Amazonie : Des fonds d'investissement appellent le Brésil à stopper la déforestation

ENVIRONNEMENT Ces fonds d’investissement se disent « inquiets de l’impact financier » que la déforestation pourrait avoir sur leurs clients

20 Minutes avec agences

— 

Une zone de l'Amazonie victime de la déforestation.
Une zone de l'Amazonie victime de la déforestation. — Fernando Bizerra Jr./EFE/SIPA;

Des fonds d’investissement gérant près de 4.000 milliards de dollars d’actifs ont appelé mardi le Brésil à stopper la déforestation en Amazonie. Ils évoquent ainsi le « risque » que font peser sur leurs portefeuilles la perte de biodiversité et les émissions de gaz à effet de serre. « Nous sommes inquiets de l’impact financier que la déforestation et la violation des droits des peuples autochtones pourraient avoir sur nos clients », écrivent-ils dans une lettre ouverte.

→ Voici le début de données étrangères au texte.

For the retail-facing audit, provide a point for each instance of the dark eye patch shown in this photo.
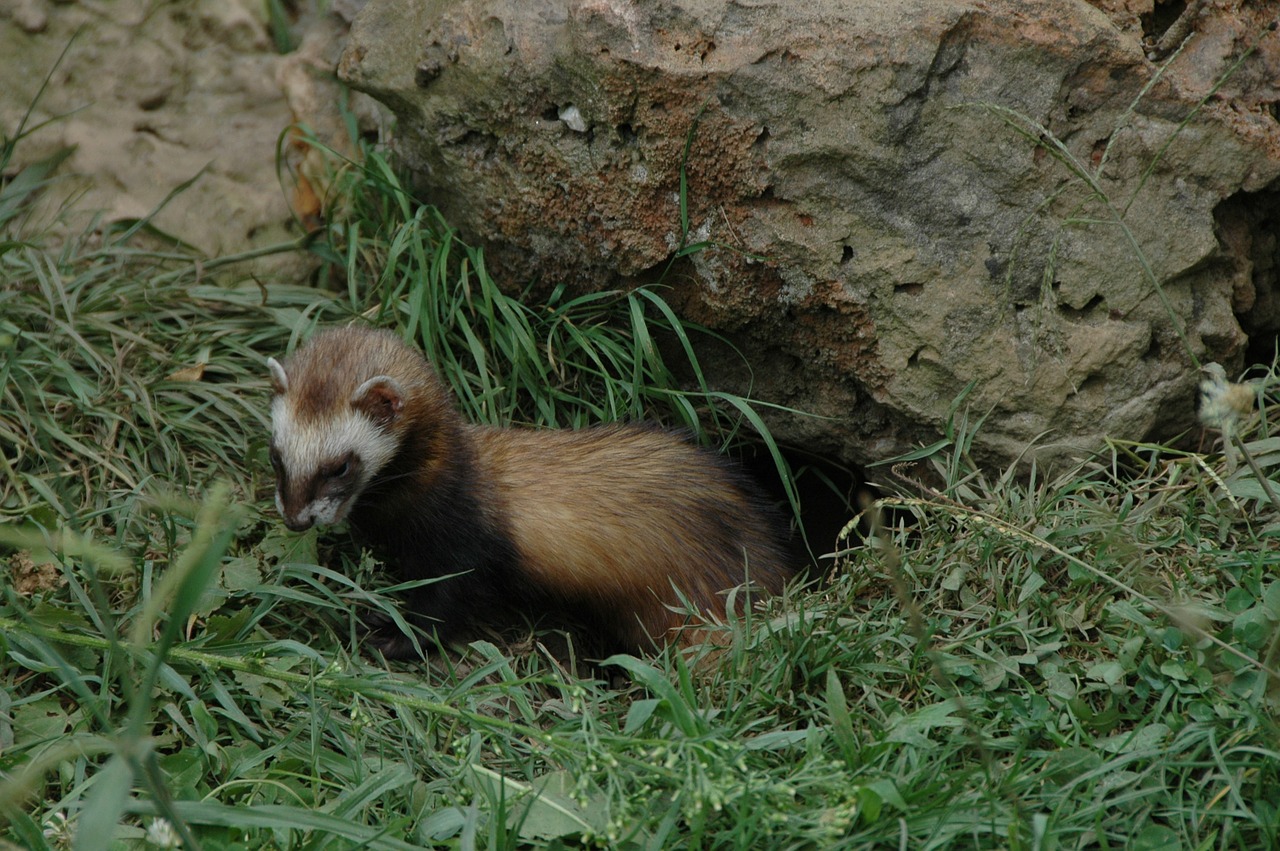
(339, 469)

Ces gestionnaires d’Europe, d’Asie ou d’Amérique du Sud expriment leurs craintes que le gouvernement de Jair Bolsonaro n’utilise la crise du Covid-19 pour pousser à une déréglementation environnementale qui pourrait « menacer la survie de l’Amazonie ». Car les mesures de confinement décidées à travers la planète pour freiner la pandémie de Covid-19 pourraient conduire à une baisse mondiale des émissions de CO2, mais un accroissement de la déforestation pourrait au contraire augmenter la part du Brésil dans ces émissions.

Hausse importante de la déforestation

Les défenseurs de l’environnement craignent que l’année 2020 soit la plus dévastatrice de l’histoire pour la forêt amazonienne. Celle-ci pourrait être pire que 2019 lorsque la recrudescence des incendies avait choqué le monde entier. D’après les données recueillies par satellite par l’Institut national de recherches spatiales (INPE), 829 km2 de forêt amazonienne ont été déboisés en mai, 12 % de plus que l’an dernier. Depuis le début de l’année, la déforestation a atteint plus de 2.000 km2, 34 % de plus que sur la même période de 2019.

Les écologistes accusent le gouvernement du président Jair Bolsonaro de favoriser la déforestation en appelant à légaliser l’agriculture ou les activités minières dans des zones protégées.

« Des risques systémiques à notre portefeuille »

Les gestionnaires de la vingtaine de fonds signataires de la lettre ouverte appellent ainsi le gouvernement brésilien à « s’engager clairement » à réduire la déforestation et à protéger les droits des peuples autochtones.

Parmi les signataires se trouvent le Britannique LGPS Central, le Français Comgest ou le fonds de pension norvégien KLP. « En tant qu’institutions financières, nous considérons la déforestation, avec ses impacts sur la biodiversité et le changement climatique, comme des risques systémiques à notre portefeuille », insistent-ils.